Add-ons are those patients who are added to the elective list once the list is finalised. Ideally all the cases which are to be operated upon the next day should be in the information of the scheduler. It is via online booking system. If the scheduler is not informed of any case planned for later in the day, the case will not be included in the final list and will be considered an Add-on case. To avoid this situation, we recommend booking of electively planned cases in time by the surgical team. 

Also, OR schedule is disturbed if there are coinciding academic or clinical schedules of the operating surgeons or anaesthetists. A policy needs to be devised for way forward in case of coinciding schedules; and the scheduler needs to coordinate before finalising the list, especially regarding Outpatient Clinics, academic or non-academic meetings, and emergency on-call.

Simultaneously running more than one theatres for a single consultant surgeon sometimes causes schedule disturbances. The consultant surgeon may not be available for the second theatre for critical steps at some point in time and this in turn increases TAT. Policy needs to be devised regarding conditions when more than one theatre can be run by a single consultant surgeon and a limit needs to be defined for the maximum number of theatres that can be run by a single consultant surgeon at a given point in time. We recommend no more than two theatres at a time and the second theatre may overlap only after the critical steps of previous procedure is over and adequate team is available.

 

Patient Movement

Porters are staff responsible for physical transportation of patients from wards to OR. Number of porters should be adequate. In order to improve coordination among porters, supervisory role needs to be assigned by the nursing staff. This can help reduce delays arising as a result of intra-porter lack of coordination.

For efficient management of movement of patients from wards to OR, coordination among surgeon, OR staff and nursing staff is of paramount importance.
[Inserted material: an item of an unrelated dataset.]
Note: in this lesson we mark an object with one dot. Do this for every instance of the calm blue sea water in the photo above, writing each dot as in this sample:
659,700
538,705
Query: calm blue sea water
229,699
Surgeons need to inform the OR staff at an appropriate time to give call for the next patient. Coordination between OR staff and wards staff should be efficient so that when the porter is in the ward, the patient is ready to be moved to OR.

Delays can arise in case some patient is not ready for surgery once his/her turn for surgery has arrived. This is multi-factorial. To avoid this, we recommend that pre-operative anaesthesia evaluation in anaesthesia clinics should be encouraged well before the day of surgery. In case it is not feasible as is true for patients visiting from far-off places, it should be ensured that this evaluation is done at least a day before the operation when the patient is admitted. Pre-operative medications need to be ordered and administered in time.

 

Documentation

As part of continuous improvement, we highly recommend documentation of all the events involved in these two processes. Data regarding sub-causes, as shown in Figure 3, need to be maintained so that further analysis is made possible at a later date.

 

References

1.Garner P. Complexities in the Operating Room. Proceedings of the 2012 Industrial and Systems Engineering Research Conference G.

2.Perkins JN, Chiang T, Ruiz AG, Prager JD. Auditing of operating room times: a quality improvement project. Int J Pediatr Otorhinolaryngol 2014; 78: 782-6.

3.Adams R, Warner P, Hubbard B, Goulding T. Decreasing turnaround time between general surgery cases: a six sigma initiative. J Nurs Adm 2004; 34: 140-8.